De acordo com um novo relatório do programa Duke Cyber Policy, corretores de dados estão vendendo informações de saúde mental na internet. O pesquisador solicitou informações sobre saúde mental a 37 corretores de dados e 11 responderam de bom grado. O relatório detalha como esses corretores específicos de dados se ofereceram para vender informações sobre depressão, TDAH e insônia com poucas restrições. Alguns dos dados estavam ligados aos nomes e endereços das pessoas. 

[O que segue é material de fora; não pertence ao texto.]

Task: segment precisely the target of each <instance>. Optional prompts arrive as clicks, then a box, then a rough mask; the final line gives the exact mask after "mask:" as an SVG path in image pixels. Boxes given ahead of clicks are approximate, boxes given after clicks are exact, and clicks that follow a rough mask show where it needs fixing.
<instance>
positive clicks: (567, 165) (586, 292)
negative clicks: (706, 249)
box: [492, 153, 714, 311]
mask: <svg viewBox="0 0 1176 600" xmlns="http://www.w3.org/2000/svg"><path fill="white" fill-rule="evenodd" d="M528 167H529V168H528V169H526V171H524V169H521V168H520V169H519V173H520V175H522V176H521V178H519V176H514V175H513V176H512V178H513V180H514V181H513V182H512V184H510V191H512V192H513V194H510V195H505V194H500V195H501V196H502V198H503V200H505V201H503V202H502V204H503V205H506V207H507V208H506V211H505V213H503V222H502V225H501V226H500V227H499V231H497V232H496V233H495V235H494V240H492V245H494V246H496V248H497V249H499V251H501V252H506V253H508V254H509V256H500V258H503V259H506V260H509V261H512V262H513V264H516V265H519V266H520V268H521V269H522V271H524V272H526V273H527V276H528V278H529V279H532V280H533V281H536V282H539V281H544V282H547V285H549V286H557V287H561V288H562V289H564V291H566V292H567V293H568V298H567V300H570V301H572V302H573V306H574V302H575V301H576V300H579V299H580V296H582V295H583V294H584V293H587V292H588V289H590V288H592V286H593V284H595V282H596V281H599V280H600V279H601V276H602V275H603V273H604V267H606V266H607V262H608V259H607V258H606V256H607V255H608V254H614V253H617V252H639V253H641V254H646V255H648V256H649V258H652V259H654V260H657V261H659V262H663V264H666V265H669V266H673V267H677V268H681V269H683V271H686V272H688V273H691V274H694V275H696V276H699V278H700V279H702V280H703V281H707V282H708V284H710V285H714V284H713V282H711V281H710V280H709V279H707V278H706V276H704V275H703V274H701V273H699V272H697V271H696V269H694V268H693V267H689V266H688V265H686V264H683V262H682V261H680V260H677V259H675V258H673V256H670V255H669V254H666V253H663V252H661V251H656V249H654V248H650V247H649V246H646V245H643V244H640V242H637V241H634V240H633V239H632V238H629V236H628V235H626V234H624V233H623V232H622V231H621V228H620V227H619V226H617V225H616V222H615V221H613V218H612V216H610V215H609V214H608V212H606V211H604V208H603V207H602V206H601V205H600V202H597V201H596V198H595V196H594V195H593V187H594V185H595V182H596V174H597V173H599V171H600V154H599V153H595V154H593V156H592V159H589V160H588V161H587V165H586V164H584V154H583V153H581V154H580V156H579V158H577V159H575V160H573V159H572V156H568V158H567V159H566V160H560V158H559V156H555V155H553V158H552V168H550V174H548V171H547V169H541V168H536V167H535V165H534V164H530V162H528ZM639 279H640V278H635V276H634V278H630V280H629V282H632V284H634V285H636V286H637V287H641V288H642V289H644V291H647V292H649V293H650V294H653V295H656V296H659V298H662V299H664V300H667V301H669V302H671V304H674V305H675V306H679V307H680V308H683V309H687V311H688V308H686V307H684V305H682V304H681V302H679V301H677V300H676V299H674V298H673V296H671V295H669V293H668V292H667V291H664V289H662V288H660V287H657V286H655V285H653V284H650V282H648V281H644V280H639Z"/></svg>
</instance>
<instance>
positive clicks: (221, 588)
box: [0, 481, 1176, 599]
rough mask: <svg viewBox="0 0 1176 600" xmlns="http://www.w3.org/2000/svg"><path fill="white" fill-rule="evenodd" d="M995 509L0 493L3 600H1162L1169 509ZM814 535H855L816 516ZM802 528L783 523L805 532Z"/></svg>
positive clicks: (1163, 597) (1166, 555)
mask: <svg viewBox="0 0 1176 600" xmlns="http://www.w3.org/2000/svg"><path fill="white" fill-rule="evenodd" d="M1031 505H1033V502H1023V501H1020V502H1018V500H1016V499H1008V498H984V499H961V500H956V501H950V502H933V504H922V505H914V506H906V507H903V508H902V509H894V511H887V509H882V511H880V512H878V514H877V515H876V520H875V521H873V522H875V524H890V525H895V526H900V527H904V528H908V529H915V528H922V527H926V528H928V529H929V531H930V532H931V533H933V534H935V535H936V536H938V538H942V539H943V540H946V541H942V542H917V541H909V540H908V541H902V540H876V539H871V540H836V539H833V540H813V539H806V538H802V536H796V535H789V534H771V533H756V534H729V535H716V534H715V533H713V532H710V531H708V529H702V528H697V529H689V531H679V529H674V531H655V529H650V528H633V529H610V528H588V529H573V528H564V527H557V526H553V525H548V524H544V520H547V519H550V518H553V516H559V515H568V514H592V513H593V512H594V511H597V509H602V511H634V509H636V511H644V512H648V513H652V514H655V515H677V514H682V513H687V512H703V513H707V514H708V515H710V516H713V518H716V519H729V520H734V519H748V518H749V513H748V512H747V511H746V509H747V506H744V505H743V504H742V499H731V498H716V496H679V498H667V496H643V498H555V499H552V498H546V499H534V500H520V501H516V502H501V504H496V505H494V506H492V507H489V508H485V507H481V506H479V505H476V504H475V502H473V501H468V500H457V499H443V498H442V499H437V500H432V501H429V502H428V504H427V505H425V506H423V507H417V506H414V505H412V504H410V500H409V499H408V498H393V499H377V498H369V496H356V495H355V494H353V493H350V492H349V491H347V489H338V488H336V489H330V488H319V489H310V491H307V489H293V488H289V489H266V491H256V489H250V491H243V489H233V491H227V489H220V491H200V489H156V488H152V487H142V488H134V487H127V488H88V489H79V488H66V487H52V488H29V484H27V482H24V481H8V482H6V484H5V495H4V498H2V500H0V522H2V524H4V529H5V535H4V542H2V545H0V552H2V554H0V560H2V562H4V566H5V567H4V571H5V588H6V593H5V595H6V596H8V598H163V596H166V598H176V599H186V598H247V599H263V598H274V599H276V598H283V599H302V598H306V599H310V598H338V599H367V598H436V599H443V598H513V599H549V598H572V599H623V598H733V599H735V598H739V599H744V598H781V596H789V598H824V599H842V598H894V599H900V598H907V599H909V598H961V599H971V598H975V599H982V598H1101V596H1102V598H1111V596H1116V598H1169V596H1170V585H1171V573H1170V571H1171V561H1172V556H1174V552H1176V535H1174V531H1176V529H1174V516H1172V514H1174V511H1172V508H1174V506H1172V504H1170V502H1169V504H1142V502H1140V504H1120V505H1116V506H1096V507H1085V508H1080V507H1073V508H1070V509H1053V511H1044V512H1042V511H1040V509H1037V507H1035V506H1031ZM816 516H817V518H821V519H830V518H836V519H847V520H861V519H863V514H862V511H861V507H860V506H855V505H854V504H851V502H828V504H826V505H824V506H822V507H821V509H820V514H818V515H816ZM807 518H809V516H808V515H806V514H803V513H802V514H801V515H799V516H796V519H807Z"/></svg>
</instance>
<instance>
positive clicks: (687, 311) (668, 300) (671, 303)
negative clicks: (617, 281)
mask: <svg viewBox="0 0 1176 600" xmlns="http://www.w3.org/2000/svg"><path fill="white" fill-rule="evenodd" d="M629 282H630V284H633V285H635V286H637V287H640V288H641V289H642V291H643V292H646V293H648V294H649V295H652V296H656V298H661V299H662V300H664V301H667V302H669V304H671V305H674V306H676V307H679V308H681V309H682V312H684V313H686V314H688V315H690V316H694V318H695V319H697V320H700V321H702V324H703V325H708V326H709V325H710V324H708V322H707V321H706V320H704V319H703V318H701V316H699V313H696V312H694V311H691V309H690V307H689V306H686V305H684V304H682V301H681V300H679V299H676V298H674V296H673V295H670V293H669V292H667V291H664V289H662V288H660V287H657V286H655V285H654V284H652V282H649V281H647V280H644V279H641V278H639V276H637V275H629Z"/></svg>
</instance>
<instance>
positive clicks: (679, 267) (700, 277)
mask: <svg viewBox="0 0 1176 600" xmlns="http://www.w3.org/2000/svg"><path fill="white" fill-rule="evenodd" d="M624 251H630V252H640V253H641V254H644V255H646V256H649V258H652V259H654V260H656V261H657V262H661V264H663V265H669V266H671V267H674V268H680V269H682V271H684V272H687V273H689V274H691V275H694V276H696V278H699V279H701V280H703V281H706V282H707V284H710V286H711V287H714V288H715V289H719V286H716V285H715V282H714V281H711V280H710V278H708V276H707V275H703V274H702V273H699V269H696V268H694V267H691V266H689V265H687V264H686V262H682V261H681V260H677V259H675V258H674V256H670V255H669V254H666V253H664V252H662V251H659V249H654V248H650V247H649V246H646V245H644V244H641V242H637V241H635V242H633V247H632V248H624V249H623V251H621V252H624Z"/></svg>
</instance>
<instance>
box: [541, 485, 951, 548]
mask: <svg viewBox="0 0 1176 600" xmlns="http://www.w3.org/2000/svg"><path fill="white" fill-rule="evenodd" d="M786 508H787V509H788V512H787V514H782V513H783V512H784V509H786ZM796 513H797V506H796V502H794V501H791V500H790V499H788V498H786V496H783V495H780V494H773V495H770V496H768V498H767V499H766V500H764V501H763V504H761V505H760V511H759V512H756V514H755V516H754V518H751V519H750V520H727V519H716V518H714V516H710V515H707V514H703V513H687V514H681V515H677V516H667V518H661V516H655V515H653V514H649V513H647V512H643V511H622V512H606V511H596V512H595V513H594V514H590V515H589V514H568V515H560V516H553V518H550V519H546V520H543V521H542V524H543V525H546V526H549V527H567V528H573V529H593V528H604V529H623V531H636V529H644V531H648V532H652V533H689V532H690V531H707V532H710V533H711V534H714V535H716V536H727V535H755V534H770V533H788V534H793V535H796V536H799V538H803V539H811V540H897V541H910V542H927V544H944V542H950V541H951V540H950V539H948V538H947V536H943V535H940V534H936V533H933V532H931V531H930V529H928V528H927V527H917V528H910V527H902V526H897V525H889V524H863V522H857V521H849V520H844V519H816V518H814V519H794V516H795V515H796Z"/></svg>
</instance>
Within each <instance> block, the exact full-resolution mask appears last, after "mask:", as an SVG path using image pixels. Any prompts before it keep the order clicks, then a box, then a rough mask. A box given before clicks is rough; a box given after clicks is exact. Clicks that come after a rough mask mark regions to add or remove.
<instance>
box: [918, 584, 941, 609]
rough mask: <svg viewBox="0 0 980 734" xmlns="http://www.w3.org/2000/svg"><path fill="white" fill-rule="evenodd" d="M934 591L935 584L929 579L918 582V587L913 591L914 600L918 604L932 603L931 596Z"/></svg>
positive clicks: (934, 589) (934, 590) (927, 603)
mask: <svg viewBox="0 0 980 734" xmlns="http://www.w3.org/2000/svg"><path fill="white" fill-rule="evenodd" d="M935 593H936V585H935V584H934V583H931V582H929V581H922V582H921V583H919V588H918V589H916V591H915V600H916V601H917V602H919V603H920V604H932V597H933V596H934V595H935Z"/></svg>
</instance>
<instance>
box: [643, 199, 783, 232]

Em uma entrevista para a PBS, o líder do projeto, Justin Sherman, explicou: “há uma série de empresas que não são enquadradas pelos limitados regulamentos existentes sobre privacidade na área da saúde. Então, elas são legalmente livres para coletar e até mesmo compartilhar e vender este tipo de dados. Isso faz com que uma ampla gama de empresas que não costumam ter acesso a eles, como as de publicidade, as gigantes farmacêuticas e até mesmo companhias de planos de saúde, comprem esses dados e façam coisas como veicular anúncios segmentados, definir perfis dos consumidores e até mesmo determinar preços para seus planos com base nessas informações. E os corretores de dados permitem que tais empresas contornem as regulamentações de saúde”.  

No dia 3 de março, o FTC anunciou uma proibição que impedia a empresa de saúde mental online, a BetterHelp, de compartilhar os dados das pessoas com outras empresas.